Burma and North Korea resumed diplomatic relations in April 2007 after the Burmese government cut ties in 1983 when North Korean agents attempted to assassinate the South Korean prime minister and his delegation in Rangoon.

Despite the break in diplomatic ties, military cooperation between the two countries intensified in the 1990s.

“In late 1990, North Korea sold Burma 20 million rounds of 7.62 mm rifle ammunition,” said Andrew Selth, an expert on Burma’s military, in a research paper.

Security analysts say that the Burmese junta also sought strategic weapons such as submarines and ballistic missiles from North Korea. Pyongyang reportedly delivered nuclear technology to Burma and helped with strategic tunnel building technology in the construction of Naypyidaw. Some reports suggested North Korean technicians are in Burma.

The increasing cooperation between Burma and North Korea drew expressions of concern from the US. In testimony before the US House International Relations Committee in March 2004, Deputy Assistant Secretary of State Matthew P. Daley said: “Of particular concern, we also have reason to believe that the DPRK [Democratic People’s Republic of Korea] has offered surface-to-surface missiles [to Burma].”

In April this year, Japan’s NHK news agency reported that North Korea had sold multiple rocket launchers to the Burmese junta.

However, in his research paper, Burma and Nuclear Proliferation: Policies and Perceptions, Andrew Selth offered the reassurance: “It is highly unlikely that Burma currently has any intention of acquiring nuclear weapons, from North Korea and anywhere else.”

Recently, the two countries have followed different foreign policy courses, and this month North Korea scored a success when the US removed it from Washington’s list of state sponsors of terrorism. The ruling, announced on October 11, followed Pyongyang’s agreement to resume dismantling its nuclear program and to allow international inspectors to monitor this work.

North Korea had shared the Washington blacklist with Cuba, Iran, Sudan and Syria. It also found itself described by US Secretary of State Condoleezza Rice in 2005 as an “outpost of tyranny,” along with Burma, Belarus, Cuba, Iran and Zimbabwe.

While North Korea has been winning points recently with Washington, Burma continues to be castigated by the US for its failure to institute political reform and release its political prisoners.

The foreign policy focus of the US and the European Union differs between North Korea and Burma. Democracy and human rights issues are paramount in US and EU policy on Burma, North Korea’s nuclear ambitions dictate their approach to North Korea.

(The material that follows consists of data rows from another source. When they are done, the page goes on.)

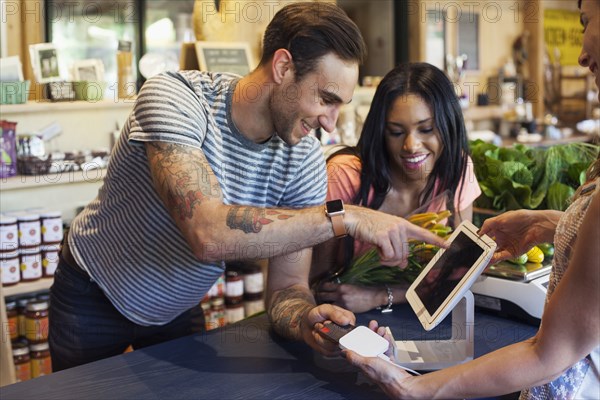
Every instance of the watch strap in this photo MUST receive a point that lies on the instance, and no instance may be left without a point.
(339, 229)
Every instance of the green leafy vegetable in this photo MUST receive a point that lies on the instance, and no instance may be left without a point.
(530, 178)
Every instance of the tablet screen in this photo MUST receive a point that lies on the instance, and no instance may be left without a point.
(447, 272)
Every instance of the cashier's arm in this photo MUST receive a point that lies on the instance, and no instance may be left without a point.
(570, 330)
(290, 303)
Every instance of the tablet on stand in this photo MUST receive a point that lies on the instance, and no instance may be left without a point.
(443, 287)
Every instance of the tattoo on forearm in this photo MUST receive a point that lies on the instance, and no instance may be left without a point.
(287, 308)
(251, 220)
(192, 183)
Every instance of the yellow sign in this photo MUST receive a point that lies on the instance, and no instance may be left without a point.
(563, 35)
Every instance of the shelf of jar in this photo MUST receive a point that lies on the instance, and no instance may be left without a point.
(37, 106)
(27, 287)
(62, 178)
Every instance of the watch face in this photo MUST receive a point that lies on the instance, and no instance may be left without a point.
(335, 206)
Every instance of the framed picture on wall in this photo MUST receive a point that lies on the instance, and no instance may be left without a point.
(91, 70)
(44, 61)
(234, 57)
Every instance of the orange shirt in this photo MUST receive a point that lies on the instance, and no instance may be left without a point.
(343, 182)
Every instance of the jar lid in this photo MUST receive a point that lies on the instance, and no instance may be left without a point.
(218, 301)
(37, 306)
(23, 301)
(43, 346)
(20, 351)
(51, 214)
(51, 247)
(30, 250)
(24, 217)
(232, 273)
(7, 220)
(9, 253)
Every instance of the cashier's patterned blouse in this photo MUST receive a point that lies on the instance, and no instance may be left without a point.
(582, 380)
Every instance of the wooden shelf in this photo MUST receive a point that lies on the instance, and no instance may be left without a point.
(63, 178)
(574, 138)
(32, 107)
(481, 113)
(27, 287)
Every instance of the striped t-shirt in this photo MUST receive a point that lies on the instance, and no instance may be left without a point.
(126, 239)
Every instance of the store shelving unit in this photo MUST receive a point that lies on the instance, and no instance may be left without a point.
(85, 125)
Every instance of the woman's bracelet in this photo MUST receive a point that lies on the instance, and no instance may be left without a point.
(388, 308)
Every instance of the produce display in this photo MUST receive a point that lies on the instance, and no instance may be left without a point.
(530, 178)
(366, 269)
(535, 255)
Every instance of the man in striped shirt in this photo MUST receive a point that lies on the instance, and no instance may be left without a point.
(212, 167)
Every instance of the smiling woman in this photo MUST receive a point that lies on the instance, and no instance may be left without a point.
(412, 148)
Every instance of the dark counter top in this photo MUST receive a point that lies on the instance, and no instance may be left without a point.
(244, 361)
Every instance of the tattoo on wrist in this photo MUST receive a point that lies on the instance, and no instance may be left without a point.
(251, 219)
(287, 309)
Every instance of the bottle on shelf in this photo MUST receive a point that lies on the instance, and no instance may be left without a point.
(125, 76)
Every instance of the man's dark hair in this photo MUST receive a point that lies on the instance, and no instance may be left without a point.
(309, 31)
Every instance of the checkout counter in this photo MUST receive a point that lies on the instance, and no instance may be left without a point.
(244, 361)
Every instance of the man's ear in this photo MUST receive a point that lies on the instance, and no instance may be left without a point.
(281, 65)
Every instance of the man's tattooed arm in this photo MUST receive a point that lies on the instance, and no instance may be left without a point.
(251, 219)
(287, 308)
(182, 176)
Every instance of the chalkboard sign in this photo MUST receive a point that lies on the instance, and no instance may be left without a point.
(232, 57)
(468, 39)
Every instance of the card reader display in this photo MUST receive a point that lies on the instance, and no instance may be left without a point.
(443, 278)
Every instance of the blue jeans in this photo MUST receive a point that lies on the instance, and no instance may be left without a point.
(85, 326)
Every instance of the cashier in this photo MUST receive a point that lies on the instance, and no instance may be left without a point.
(563, 359)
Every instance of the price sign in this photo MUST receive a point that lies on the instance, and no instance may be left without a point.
(224, 57)
(563, 31)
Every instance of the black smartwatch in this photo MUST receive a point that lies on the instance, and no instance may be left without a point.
(334, 209)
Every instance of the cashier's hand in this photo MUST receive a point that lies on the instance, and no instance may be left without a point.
(313, 321)
(515, 232)
(390, 378)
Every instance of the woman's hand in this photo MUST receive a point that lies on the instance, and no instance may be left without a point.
(516, 232)
(352, 297)
(313, 320)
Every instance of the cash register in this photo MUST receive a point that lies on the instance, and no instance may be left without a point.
(517, 291)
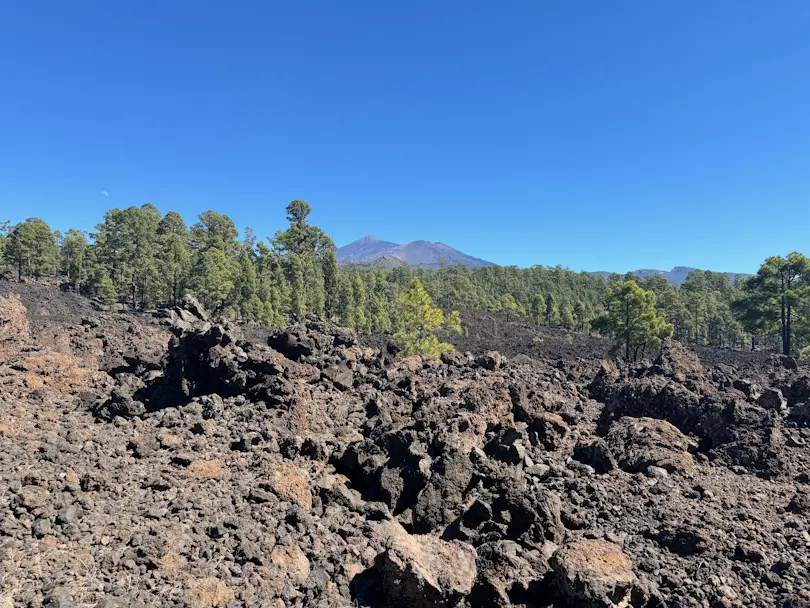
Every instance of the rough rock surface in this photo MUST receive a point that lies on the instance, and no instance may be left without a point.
(167, 460)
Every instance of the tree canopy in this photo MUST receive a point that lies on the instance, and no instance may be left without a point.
(140, 258)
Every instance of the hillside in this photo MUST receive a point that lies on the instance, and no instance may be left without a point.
(676, 276)
(371, 251)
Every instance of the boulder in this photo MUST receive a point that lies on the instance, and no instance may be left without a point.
(596, 574)
(638, 443)
(423, 571)
(772, 399)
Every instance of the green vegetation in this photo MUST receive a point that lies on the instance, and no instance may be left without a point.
(633, 320)
(420, 321)
(140, 259)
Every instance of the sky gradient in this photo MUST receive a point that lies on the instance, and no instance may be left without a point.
(596, 135)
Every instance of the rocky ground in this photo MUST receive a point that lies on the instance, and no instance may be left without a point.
(165, 460)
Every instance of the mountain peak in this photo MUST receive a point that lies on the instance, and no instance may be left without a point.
(373, 251)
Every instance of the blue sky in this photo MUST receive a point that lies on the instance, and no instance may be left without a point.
(597, 135)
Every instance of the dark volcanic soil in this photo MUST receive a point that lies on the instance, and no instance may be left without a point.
(165, 461)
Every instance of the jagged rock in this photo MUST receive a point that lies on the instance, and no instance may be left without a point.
(638, 443)
(748, 387)
(596, 574)
(549, 430)
(503, 573)
(682, 540)
(423, 571)
(772, 399)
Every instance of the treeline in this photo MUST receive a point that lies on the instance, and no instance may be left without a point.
(140, 258)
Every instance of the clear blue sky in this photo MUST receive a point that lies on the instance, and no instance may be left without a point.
(597, 135)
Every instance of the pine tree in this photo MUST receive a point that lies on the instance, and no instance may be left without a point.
(330, 283)
(174, 257)
(779, 292)
(247, 301)
(298, 288)
(214, 279)
(105, 290)
(420, 321)
(31, 247)
(360, 320)
(346, 304)
(632, 319)
(73, 254)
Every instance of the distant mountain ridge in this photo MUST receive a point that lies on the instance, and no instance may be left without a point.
(371, 251)
(676, 276)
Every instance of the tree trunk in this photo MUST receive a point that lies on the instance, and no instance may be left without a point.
(785, 338)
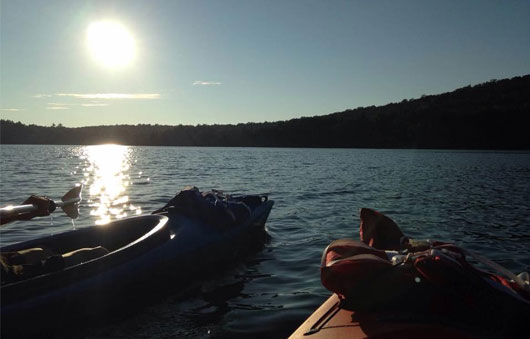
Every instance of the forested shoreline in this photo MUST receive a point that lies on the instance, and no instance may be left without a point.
(491, 115)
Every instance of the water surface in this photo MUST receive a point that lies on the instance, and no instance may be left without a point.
(480, 200)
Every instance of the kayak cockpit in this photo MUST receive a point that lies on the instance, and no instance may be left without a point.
(123, 238)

Both Burma and North Korea concentrate their foreign policies on guaranteeing the survival of their respective regimes. While the North Korea regime has won legitimacy by playing the nuclear weapons card, the Burmese junta has been emphasizing the seven-step roadmap towards its version of democracy.

The language employed by each side is similar, however.

North Korea’s military said in a statement on Tuesday: "The puppet authorities had better bear in mind that the advanced pre-emptive strike of our own style will reduce everything…It will turn out to be a just war— to build an independent reunified state on it."

The tone of the North Korean statement is similar to the slogans employed by the Burmese regime—such as “Oppose foreign nations interfering in internal affairs of the State.”